The Company recorded an income tax provision of $0.4 million and $0.5 million for the three months ended September 30, 2018 and 2017, respectively. The Company recorded an income tax benefit of $0.4 million and an income tax provision of $3.1 million for the nine months ended September 30, 2018 and 2017, respectively. The Company’s income taxes are primarily related to taxes on income generated by the Company’s Swiss subsidiary. During the first quarter of 2018, the Company recognized the impact of a tax holiday granted by the Swiss government for taxes on income generated by the Company’s Swiss subsidiary, which was retroactive to the beginning of 2017. The provision in 2017 is primarily related to taxes on income generated by the Company’s Swiss subsidiary, for which the full statutory tax rate applied.
On December 22, 2017, the President of the United States signed into law the Tax Cuts and Jobs Act. The legislation significantly changes U.S. tax law by, among other things, reducing the US federal corporate tax rate from 35% to 21%, implementing a territorial tax system and imposing a repatriation tax on deemed repatriated earnings of foreign subsidiaries. Pursuant to ASU No. 2018-05, given the amount and complexity of the changes in the tax law resulting from the tax legislation, the Company has not finalized the accounting for the income tax effects of the tax legislation. This includes the provisional amounts recorded related to the transition tax and the remeasurement of deferred taxes. The impact of the tax legislation may differ from this estimate, during the one-year measurement period due to, among other things, further refinement of the Company’s calculations, changes in interpretations and assumptions the Company has made, guidance that may be issued and actions the Company may take as a result of the tax legislation.

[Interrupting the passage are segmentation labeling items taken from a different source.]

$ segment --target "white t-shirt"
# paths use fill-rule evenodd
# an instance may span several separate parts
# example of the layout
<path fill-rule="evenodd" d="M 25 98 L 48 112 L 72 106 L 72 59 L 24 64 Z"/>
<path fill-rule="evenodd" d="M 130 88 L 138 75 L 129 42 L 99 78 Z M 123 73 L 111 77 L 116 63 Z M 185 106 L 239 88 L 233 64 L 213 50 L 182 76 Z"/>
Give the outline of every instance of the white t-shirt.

The Company is still analyzing certain aspects of the Act and refining its calculations, which could potentially affect the analysis of the Company’s deferred tax assets and liabilities and its historical foreign earnings and profits as well as potential correlative adjustments. Any subsequent adjustment is expected to be offset by a change in valuation allowance and have no impact on the Company’s financial position or results of operations.
As of September 30, 2018, the Company has a cumulative valuation allowance recorded offsetting its worldwide net deferred tax assets of $61.4 million, of which the significant majority represents the valuation allowance on its U.S. net deferred tax asset. The Company has established a valuation allowance against its U.S. federal and state deferred tax assets due to the uncertainty surrounding the realization of such assets. Management periodically evaluates the recoverability of the deferred tax assets and at such time as it is determined that it is more likely than not that U.S. deferred tax assets are realizable, the valuation allowance will be reduced accordingly. Any such release would result in recording a tax benefit that would increase net income in the period the valuation is released.
During the nine months ended September 30, 2018, the Company reduced its net deferred tax liabilities by $0.4 million to record the impact of the new tax holiday granted by the Swiss government.
The Company records taxes on the undistributed earnings of foreign subsidiaries unless the subsidiaries’ earnings are considered indefinitely reinvested outside of the U.S. As of September 30, 2018, the Company has recorded a $4.9 million deferred tax liability for Swiss withholding taxes associated with $97.6 million of undistributed earnings of its Swiss subsidiary that are no longer considered indefinitely reinvested. Pursuant to discussions with tax authorities, the Company intends to repatriate $10.0 million in Swiss accumulated earnings each year for approximately the next 8 years in order to reduce outstanding amounts owed to its Swiss subsidiary; the Company intends to declare each annual amount as a dividend and pay a 5% withholding tax at the time such dividends are declared.